Dra. Lúcia desmente boato e continua candidata

A Dra. Lúcia Tenório (SD) desmentiu os boatos e informações desencontradas espalhados ontem por Mogi Mirim e garantiu à reportagem de A COMARCA que continua candidata a vice-prefeita na chapa de Carlos Nelson Bueno (PSDB).

“Estou tranquila, segura a com muita vontade de trabalhar quatro anos como vice-prefeita e secretária de Saúde para fazer um ótimo serviço à população”, ressaltou em conversa na tarde de ontem, 23.

O esclarescimento se fez necessário devido a um acontecimento ocorrido nos bastidores do debate promovido por A COMARCA na Associação Comercial e Industrial de Mogi Mirim (Acimm), na última quarta-feira, 21.

Na ocasião, um advogado identificado como Cristiano Vilela abordou, segundo testemunhas, de forma truculenta a candidata a vice-prefeita comunicando a expulsão dela do SD, por determinação da cúpula estadual. Lúcia se recusou a assinar qualquer notificação sem a presença de seu próprio advogado.

Para o advogado da coligação “Mogi Mirim crescendo de novo”, Carlos Roberto Marrichi Júnior, Lúcia Tenório não pode ser expulsa do partido nos moldes como a questão está sendo tratada. “Não houve respeito ao devido processo legal”, explicou, destacando que não foram seguidos os trâmites do próprio estatuto do SD.

Marrichi Júnior lembrou que a candidatura de Dra. Lúcia foi deferida pela Justiça Eleitoral e que não houve pedido de impugnação.
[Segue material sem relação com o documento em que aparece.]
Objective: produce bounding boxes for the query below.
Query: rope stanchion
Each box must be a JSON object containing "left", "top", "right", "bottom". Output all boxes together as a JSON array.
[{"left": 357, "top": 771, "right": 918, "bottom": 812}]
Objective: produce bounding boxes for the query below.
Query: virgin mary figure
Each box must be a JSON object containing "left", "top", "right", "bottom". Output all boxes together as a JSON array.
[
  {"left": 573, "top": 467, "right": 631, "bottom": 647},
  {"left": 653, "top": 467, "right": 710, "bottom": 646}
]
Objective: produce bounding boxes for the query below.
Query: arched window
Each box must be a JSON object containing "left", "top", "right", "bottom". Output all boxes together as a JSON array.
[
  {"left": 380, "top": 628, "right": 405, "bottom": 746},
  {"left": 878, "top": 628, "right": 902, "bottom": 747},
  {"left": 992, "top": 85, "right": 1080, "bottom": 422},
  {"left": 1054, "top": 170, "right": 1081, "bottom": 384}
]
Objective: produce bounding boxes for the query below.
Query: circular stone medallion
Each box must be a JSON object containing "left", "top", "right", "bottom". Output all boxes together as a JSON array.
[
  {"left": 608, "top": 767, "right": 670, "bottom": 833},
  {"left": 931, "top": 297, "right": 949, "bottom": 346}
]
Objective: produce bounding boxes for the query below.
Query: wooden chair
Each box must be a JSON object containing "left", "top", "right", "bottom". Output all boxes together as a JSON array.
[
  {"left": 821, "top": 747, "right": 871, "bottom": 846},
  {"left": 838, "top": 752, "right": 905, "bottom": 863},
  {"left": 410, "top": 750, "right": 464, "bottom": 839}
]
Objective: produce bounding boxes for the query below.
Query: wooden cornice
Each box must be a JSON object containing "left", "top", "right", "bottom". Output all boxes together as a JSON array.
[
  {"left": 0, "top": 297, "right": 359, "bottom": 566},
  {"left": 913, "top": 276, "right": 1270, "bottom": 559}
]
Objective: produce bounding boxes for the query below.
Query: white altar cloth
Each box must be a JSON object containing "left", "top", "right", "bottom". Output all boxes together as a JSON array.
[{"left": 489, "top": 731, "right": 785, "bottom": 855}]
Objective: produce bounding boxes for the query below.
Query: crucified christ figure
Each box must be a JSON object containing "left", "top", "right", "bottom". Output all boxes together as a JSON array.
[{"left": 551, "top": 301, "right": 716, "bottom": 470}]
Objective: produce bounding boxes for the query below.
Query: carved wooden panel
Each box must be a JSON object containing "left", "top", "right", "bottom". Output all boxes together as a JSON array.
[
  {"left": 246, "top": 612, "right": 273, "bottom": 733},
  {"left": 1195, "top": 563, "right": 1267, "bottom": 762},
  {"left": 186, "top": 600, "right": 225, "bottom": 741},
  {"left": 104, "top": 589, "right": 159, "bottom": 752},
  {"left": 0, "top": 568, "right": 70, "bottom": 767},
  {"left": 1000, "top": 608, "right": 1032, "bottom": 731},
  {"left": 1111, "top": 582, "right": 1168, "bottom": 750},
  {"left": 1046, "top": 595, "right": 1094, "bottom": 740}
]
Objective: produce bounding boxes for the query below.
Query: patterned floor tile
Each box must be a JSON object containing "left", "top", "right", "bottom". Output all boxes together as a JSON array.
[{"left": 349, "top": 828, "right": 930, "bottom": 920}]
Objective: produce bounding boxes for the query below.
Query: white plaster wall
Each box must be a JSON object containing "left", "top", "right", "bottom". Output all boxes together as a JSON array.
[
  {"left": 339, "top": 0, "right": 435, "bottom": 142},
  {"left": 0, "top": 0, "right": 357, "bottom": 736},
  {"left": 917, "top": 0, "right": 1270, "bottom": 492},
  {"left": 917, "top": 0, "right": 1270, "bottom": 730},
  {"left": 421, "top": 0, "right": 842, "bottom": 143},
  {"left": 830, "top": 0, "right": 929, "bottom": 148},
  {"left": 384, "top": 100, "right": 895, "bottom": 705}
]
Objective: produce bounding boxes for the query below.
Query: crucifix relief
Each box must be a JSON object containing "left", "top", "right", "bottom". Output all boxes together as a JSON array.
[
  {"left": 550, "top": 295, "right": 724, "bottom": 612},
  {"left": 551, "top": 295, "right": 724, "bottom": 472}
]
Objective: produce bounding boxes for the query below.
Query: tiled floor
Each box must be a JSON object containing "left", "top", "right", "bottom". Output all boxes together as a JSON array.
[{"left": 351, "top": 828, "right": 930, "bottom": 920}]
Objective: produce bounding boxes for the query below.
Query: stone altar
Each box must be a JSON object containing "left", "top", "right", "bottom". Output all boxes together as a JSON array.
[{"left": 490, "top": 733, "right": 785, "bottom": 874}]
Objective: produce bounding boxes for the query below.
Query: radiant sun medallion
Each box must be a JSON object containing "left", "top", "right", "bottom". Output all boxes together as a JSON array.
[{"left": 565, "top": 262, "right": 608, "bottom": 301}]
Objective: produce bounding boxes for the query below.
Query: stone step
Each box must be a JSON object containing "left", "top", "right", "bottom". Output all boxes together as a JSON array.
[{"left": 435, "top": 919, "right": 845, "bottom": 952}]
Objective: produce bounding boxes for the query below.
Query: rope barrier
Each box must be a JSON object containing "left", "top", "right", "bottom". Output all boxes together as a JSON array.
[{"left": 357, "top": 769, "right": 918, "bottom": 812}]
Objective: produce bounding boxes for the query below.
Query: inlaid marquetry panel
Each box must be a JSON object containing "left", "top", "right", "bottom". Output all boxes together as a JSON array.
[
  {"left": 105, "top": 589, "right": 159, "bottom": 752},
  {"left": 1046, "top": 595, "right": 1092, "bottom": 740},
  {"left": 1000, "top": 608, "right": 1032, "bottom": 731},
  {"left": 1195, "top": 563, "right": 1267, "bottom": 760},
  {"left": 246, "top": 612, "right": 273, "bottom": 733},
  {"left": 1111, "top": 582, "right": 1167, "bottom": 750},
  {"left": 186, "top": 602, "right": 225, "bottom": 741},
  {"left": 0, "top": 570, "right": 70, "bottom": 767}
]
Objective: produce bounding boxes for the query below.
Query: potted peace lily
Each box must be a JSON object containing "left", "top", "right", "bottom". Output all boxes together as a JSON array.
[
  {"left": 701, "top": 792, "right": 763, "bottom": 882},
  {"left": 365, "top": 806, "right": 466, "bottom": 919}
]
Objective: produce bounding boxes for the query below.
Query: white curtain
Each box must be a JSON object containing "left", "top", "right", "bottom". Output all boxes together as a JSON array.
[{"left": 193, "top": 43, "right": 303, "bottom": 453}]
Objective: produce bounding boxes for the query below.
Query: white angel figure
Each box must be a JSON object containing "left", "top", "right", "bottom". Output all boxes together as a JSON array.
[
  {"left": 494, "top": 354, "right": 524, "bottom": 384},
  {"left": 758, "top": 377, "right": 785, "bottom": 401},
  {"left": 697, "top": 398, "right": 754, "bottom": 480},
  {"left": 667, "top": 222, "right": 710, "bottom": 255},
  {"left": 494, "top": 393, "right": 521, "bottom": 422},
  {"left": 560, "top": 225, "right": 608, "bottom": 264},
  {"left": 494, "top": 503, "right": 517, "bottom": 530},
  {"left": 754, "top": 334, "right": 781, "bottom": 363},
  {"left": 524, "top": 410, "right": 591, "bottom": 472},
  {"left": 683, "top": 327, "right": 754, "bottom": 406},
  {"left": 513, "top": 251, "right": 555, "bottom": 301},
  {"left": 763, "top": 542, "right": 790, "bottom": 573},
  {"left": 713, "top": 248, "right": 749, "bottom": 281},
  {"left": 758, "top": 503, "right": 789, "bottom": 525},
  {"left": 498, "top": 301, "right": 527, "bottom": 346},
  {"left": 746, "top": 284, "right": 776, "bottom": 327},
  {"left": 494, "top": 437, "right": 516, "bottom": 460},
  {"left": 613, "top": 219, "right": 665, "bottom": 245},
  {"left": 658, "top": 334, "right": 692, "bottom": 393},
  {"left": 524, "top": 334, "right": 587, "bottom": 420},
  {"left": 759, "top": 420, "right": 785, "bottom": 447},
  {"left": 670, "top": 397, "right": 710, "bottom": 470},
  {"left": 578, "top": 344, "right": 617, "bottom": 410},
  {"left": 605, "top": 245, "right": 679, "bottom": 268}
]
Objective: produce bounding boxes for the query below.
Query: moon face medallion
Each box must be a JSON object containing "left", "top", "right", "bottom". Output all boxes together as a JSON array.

O advogado explicou ainda que há outra irregularidade: o SD estadual já deu a condenação de Lúcia Tenório – no caso, a expulsão – sem o devido julgamento. “É inaceitável”, reiterou.
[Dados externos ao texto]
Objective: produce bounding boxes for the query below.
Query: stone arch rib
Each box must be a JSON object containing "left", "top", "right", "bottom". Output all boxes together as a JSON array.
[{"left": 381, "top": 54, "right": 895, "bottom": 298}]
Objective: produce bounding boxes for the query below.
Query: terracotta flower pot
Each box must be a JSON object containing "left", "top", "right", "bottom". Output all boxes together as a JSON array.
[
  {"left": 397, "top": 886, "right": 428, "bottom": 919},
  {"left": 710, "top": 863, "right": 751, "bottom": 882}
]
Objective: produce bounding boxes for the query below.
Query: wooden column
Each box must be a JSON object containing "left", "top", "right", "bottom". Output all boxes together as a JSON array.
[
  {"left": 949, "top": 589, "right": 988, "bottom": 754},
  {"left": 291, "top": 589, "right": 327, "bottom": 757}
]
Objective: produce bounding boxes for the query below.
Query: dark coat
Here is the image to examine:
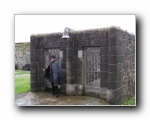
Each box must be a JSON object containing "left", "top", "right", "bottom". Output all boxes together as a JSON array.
[{"left": 45, "top": 60, "right": 62, "bottom": 86}]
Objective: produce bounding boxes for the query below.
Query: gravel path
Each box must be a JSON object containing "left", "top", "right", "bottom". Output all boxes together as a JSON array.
[
  {"left": 15, "top": 92, "right": 28, "bottom": 100},
  {"left": 15, "top": 74, "right": 30, "bottom": 78}
]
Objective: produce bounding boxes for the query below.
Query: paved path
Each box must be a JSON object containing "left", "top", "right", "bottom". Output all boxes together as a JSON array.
[
  {"left": 15, "top": 74, "right": 30, "bottom": 78},
  {"left": 15, "top": 92, "right": 109, "bottom": 106}
]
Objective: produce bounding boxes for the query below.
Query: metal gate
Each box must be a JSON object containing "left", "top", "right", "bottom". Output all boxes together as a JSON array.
[
  {"left": 45, "top": 49, "right": 60, "bottom": 89},
  {"left": 45, "top": 49, "right": 59, "bottom": 67},
  {"left": 84, "top": 47, "right": 100, "bottom": 91}
]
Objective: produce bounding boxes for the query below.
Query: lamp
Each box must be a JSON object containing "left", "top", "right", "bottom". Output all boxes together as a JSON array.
[{"left": 62, "top": 27, "right": 70, "bottom": 38}]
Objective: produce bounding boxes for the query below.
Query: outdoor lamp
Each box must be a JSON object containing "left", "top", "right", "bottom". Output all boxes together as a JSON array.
[{"left": 62, "top": 27, "right": 70, "bottom": 38}]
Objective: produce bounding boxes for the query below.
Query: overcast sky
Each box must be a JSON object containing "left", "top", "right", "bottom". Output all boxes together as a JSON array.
[{"left": 15, "top": 15, "right": 136, "bottom": 43}]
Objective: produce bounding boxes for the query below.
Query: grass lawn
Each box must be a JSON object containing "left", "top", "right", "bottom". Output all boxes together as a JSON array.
[
  {"left": 15, "top": 76, "right": 30, "bottom": 95},
  {"left": 15, "top": 70, "right": 30, "bottom": 75},
  {"left": 122, "top": 97, "right": 135, "bottom": 105}
]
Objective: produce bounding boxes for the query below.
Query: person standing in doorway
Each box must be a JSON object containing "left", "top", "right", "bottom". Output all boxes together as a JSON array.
[{"left": 43, "top": 55, "right": 62, "bottom": 98}]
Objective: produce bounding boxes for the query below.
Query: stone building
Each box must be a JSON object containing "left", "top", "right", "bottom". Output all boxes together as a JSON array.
[
  {"left": 15, "top": 42, "right": 30, "bottom": 68},
  {"left": 30, "top": 27, "right": 136, "bottom": 104}
]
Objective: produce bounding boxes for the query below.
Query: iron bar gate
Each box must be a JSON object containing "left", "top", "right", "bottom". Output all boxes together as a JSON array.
[{"left": 84, "top": 47, "right": 100, "bottom": 91}]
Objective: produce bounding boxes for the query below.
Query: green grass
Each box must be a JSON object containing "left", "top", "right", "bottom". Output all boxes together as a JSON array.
[
  {"left": 15, "top": 70, "right": 30, "bottom": 75},
  {"left": 15, "top": 76, "right": 30, "bottom": 95},
  {"left": 122, "top": 97, "right": 135, "bottom": 105}
]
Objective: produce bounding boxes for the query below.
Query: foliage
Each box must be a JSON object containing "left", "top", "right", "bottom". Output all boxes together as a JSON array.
[
  {"left": 15, "top": 70, "right": 30, "bottom": 75},
  {"left": 122, "top": 97, "right": 135, "bottom": 105},
  {"left": 15, "top": 76, "right": 30, "bottom": 94}
]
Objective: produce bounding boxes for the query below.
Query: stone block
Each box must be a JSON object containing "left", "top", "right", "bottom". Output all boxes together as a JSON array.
[
  {"left": 100, "top": 64, "right": 108, "bottom": 72},
  {"left": 108, "top": 37, "right": 123, "bottom": 46},
  {"left": 66, "top": 48, "right": 74, "bottom": 56},
  {"left": 66, "top": 55, "right": 74, "bottom": 62},
  {"left": 39, "top": 49, "right": 45, "bottom": 56},
  {"left": 38, "top": 62, "right": 45, "bottom": 69},
  {"left": 100, "top": 71, "right": 107, "bottom": 81},
  {"left": 66, "top": 62, "right": 75, "bottom": 70},
  {"left": 75, "top": 76, "right": 82, "bottom": 84},
  {"left": 30, "top": 35, "right": 38, "bottom": 43},
  {"left": 107, "top": 71, "right": 123, "bottom": 81},
  {"left": 39, "top": 76, "right": 46, "bottom": 82},
  {"left": 30, "top": 55, "right": 38, "bottom": 62},
  {"left": 108, "top": 46, "right": 124, "bottom": 55},
  {"left": 30, "top": 88, "right": 39, "bottom": 92},
  {"left": 30, "top": 68, "right": 38, "bottom": 75},
  {"left": 30, "top": 75, "right": 38, "bottom": 82},
  {"left": 61, "top": 62, "right": 66, "bottom": 69},
  {"left": 30, "top": 62, "right": 38, "bottom": 69},
  {"left": 100, "top": 55, "right": 108, "bottom": 64},
  {"left": 38, "top": 81, "right": 45, "bottom": 88},
  {"left": 75, "top": 62, "right": 82, "bottom": 69},
  {"left": 39, "top": 68, "right": 45, "bottom": 76},
  {"left": 38, "top": 55, "right": 45, "bottom": 62},
  {"left": 100, "top": 80, "right": 107, "bottom": 87},
  {"left": 66, "top": 39, "right": 74, "bottom": 48},
  {"left": 30, "top": 49, "right": 39, "bottom": 56},
  {"left": 100, "top": 47, "right": 108, "bottom": 56},
  {"left": 108, "top": 64, "right": 123, "bottom": 72},
  {"left": 75, "top": 69, "right": 82, "bottom": 77},
  {"left": 108, "top": 27, "right": 117, "bottom": 38},
  {"left": 108, "top": 55, "right": 124, "bottom": 64},
  {"left": 66, "top": 69, "right": 75, "bottom": 77},
  {"left": 66, "top": 76, "right": 75, "bottom": 84},
  {"left": 30, "top": 81, "right": 38, "bottom": 88},
  {"left": 107, "top": 81, "right": 122, "bottom": 90}
]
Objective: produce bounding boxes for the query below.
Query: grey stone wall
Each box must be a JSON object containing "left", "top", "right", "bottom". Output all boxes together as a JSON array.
[
  {"left": 30, "top": 27, "right": 135, "bottom": 104},
  {"left": 15, "top": 42, "right": 30, "bottom": 68}
]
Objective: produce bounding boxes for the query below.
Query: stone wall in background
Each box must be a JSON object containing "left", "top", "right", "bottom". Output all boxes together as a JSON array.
[{"left": 15, "top": 42, "right": 30, "bottom": 68}]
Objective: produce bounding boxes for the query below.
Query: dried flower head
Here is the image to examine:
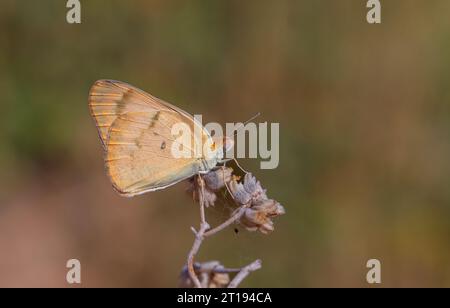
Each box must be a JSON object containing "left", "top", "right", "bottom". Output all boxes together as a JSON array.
[
  {"left": 188, "top": 168, "right": 233, "bottom": 207},
  {"left": 230, "top": 173, "right": 267, "bottom": 205},
  {"left": 230, "top": 173, "right": 285, "bottom": 234}
]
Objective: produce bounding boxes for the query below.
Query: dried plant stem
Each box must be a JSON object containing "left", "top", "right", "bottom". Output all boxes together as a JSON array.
[
  {"left": 228, "top": 260, "right": 262, "bottom": 288},
  {"left": 187, "top": 176, "right": 261, "bottom": 288},
  {"left": 205, "top": 206, "right": 247, "bottom": 237},
  {"left": 187, "top": 222, "right": 209, "bottom": 288}
]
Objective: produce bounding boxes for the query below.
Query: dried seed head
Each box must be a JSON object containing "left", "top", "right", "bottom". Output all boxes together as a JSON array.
[
  {"left": 230, "top": 173, "right": 285, "bottom": 234},
  {"left": 239, "top": 200, "right": 285, "bottom": 234},
  {"left": 230, "top": 173, "right": 267, "bottom": 205}
]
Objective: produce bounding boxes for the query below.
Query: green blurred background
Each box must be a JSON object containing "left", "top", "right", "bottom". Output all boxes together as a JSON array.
[{"left": 0, "top": 0, "right": 450, "bottom": 287}]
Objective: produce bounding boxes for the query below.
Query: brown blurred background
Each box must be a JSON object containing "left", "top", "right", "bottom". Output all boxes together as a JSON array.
[{"left": 0, "top": 0, "right": 450, "bottom": 287}]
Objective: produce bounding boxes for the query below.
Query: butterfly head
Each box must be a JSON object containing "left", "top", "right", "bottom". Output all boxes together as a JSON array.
[{"left": 210, "top": 136, "right": 234, "bottom": 161}]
Para o candidato Carlos Nelson Bueno, o episódio revela duas verdades. “Primeiro: eleitoralmente estamos bem a frente de nosso adversário principal e essa atitude desesperada revela isso”, destacou. “Segundo: isso mostra definitivamente aos mogimirianos que ainda têm dúvidas quem se opõe ao atual governo e quem recebe apoio eleitoral do senhor Gustavo Stupp”, completou.


FAVORECIMENTO
Em nota oficial assinada pelo Solidariedade (SD) de Mogi Mirim, o partido acusa o grupo ligado ao prefeito Gustavo Stupp (PDT) de tentar forçar uma aliança entre a Dra. Lúcia Tenório e o candidato Ricardo Brandão (PMDB).

O presidente do SD de Mogi Mirim, Leonardo Zaniboni, lembrou que a cúpula estadual do partido tentou por duas vezes dissolver a comissão do SD na Justiça, para que a legenda apoiasse Ricardo Brandão ao invés de Carlos Nelson Bueno.

A ligação com Stupp seria justamente o presidente estadual do SD, Davi Martins de Carvalho. No episódio da tentativa de expulsão da Dra. Lúcia, o advogado que representou a cúpula estadual do partido é o mesmo que defende Gustavo Stupp (escritório Vilela, Gomes & Miranda Advogados).

Davi já declarou à imprensa que o SD de Mogi Mirim tinha como obrigação se coligar com o PMDB de Ricardo Brandão, obedecendo uma aliança que existe em todo o estado de São Paulo. No entanto, de acordo com pesquisa feita pela sigla de Mogi Mirim, a tal aliança SD-PMDB não existe.

Para o candidato Carlos Nelson Bueno (PSDB), está clara a intervenção de Stupp no caso. “Como um prefeito sem nenhum prestígio na cidade consegue interferir na cúpula de um partido em São Paulo? Seguramente não foram argumentos ideológicos, resta saber que tipos de benefícios essa cúpula partidária recebeu”, disse para A COMARCA.


“A verdade é que essa intromissão através do prefeito Stupp só revela o desespero do grupo que sustenta o prefeito e seu sucessor preferido, que o apoiou abertamente em sua eleição”, declarou Carlos Nelson.